<
>

Calero ganó un juicio: la inmortalidad

Miguel Calero sufiró una retrombósis y luego se confirmó su muerte cerebral }

LOS ÁNGELES -- Nunca sabré si Miguel Calero lo ha leído. Lo que sí sé sin lugar a dudas es que lo ha convertido en un ritual de vida.

Lo fundamentó otro Miguel, de Unamuno, filósofo español, y seguramente lo hizo por y para algún Calero que conoció en su vida, y pensando en los miles de Caleros que las divinidades envían para hacer coherentemente equilibrado el mundo.

"Obra de modo que merezcas a tu propio juicio, y a juicio de los demás, la eternidad, que te hagas insustituible, que no merezcas morir", escribió Miguel de Unamuno.

Así lo ha hecho Miguel Calero. Notarán ustedes: habló de él en el participio pasivo de la esperanza, en el participio pasivo de la fe. No en pasado.

Se le ha declarado muerte cerebral al portero que nació siendo colombiano y eligió el magnífico defecto de ser mexicano. Gracias por ello, Miguel. El diagnóstico es un veredicto, no una sentencia.

Muerte cerebral. Para los médicos equivale a la muerte, para otros, en este momento, equivale, todavía, a la vida. Recordemos: los médicos no autorizan la muerte, sólo la certifican.
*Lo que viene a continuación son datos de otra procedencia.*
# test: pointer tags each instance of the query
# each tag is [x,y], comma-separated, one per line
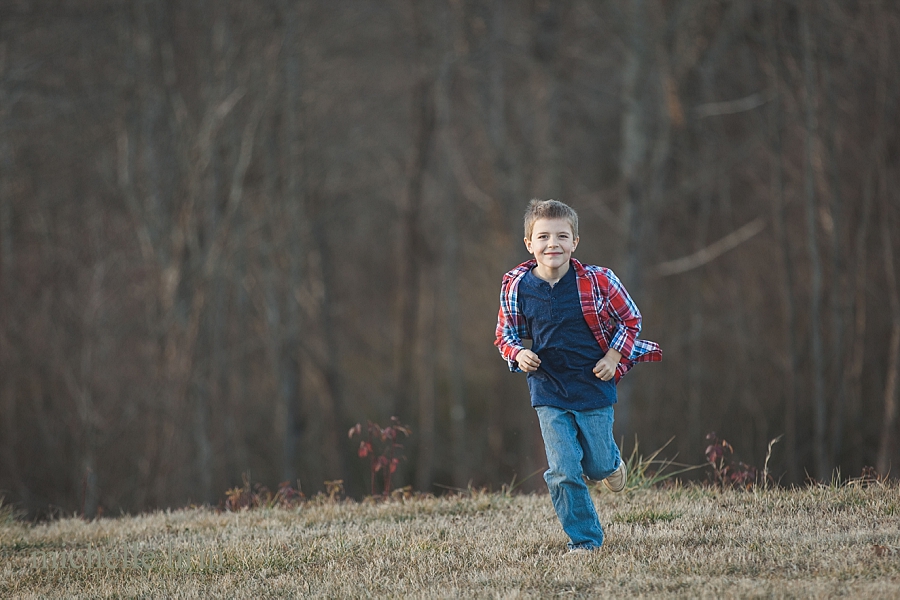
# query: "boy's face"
[552,243]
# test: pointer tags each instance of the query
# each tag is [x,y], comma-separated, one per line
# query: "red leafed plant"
[385,439]
[727,472]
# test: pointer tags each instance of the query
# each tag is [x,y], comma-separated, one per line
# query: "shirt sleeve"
[511,327]
[626,316]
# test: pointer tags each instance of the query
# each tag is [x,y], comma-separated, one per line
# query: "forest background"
[230,230]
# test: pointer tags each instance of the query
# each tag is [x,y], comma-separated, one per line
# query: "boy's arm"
[625,312]
[510,329]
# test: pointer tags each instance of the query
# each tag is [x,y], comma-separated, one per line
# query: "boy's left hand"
[605,368]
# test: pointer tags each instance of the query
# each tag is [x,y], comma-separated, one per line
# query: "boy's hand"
[605,368]
[528,360]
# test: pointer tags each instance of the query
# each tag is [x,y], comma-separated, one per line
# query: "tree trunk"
[820,453]
[885,446]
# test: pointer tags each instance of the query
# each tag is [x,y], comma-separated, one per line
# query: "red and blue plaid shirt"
[609,311]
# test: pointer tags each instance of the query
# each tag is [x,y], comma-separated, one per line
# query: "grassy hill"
[680,541]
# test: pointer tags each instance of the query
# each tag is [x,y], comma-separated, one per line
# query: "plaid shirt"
[609,311]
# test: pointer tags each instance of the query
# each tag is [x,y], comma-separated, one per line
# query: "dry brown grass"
[683,541]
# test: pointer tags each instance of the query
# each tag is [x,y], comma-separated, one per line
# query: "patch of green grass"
[647,516]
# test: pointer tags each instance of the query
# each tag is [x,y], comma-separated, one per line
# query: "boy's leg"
[601,454]
[570,495]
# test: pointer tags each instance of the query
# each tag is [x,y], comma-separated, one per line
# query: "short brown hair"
[549,209]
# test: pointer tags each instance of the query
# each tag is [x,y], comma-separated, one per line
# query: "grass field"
[682,541]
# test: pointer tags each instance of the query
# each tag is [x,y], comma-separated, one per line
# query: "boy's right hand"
[528,361]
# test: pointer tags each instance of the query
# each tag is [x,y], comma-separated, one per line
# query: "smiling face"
[552,243]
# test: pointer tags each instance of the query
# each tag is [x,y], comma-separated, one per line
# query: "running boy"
[584,327]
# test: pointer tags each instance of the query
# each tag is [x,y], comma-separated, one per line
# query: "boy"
[584,327]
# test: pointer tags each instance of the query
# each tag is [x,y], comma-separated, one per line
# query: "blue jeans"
[578,444]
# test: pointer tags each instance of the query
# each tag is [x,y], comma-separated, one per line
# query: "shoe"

Y los recuerdos desatan su Pamplonada. Así, en tropel, en estampida, como un tsunami de poderosas astas, así como los bureles en la Fiesta de San Fermín inundan Pamplona, las memorias nos traen los momentos perfectos, por irrepetibles, de Miguel Calero.

La escenografía estupefacta en la tribuna por sus acrobacias en el arco: ese ballet extremo desafiando la gravedad y la negativa divina de darle alas al hombre, para impedir que otro ser poderoso atléticamente como él, pudiera firmar su supremacía en la red. Aquella atajada a Saturnino Cardozo, el lance sobre Cuauhtémoc Blanco o la mirada socarrona cuando el proyectil lanzado desde el punto penal, marchitaba sus detonantes en sus manos.

Sus biógrafos de temporada podemos narrarle sus momentos de usurpación de funciones. Que un portero marque goles es una traición al gremio, un sinsentido, un absurdo de los absurdos.

Miguel Calero ha intentado sus goles tal vez para sentir el placer híbrido, mixto, para transportarse de ese éxtasis febril y efímero de evitarlos, por ese clímax febril igual, pero perpetuo, de marcarlos.

Así le hizo uno al Guadalajara, el domingo 11 de agosto de 2002, con seco cabezazo, en un partido de infarto, cuando el reloj se desangraba con los últimos suspiros, los últimos segundos del minuto 92.

Su entorno se llenó de buenas obras. Donaciones, visitas, charlas, consuelo, sanación a necesitados de todas las edades.

Y claro, recordar con indulgencia esos goles que debía tragarse porque era el recordatorio cruel, pero necesario, de que era un ser humano, que podía, que quería y debía aspirar a ese estatus ininteligible de la inmortalidad.

Lo real es que sólo los mortales aspiran a la inmortalidad, pero para ello hay un requisito doloroso: la muerte misma.

Calero es la excepción. Tal vez no despierte nunca como creen los médicos. Tal vez no regrese nunca de esta visita a la inconsciencia como aseguran sus especialistas. Pero, precisamente por eso, hoy, yo aquí, con la complicidad de la memoria colectiva del futbol lo declaro inmortal porque aún vive.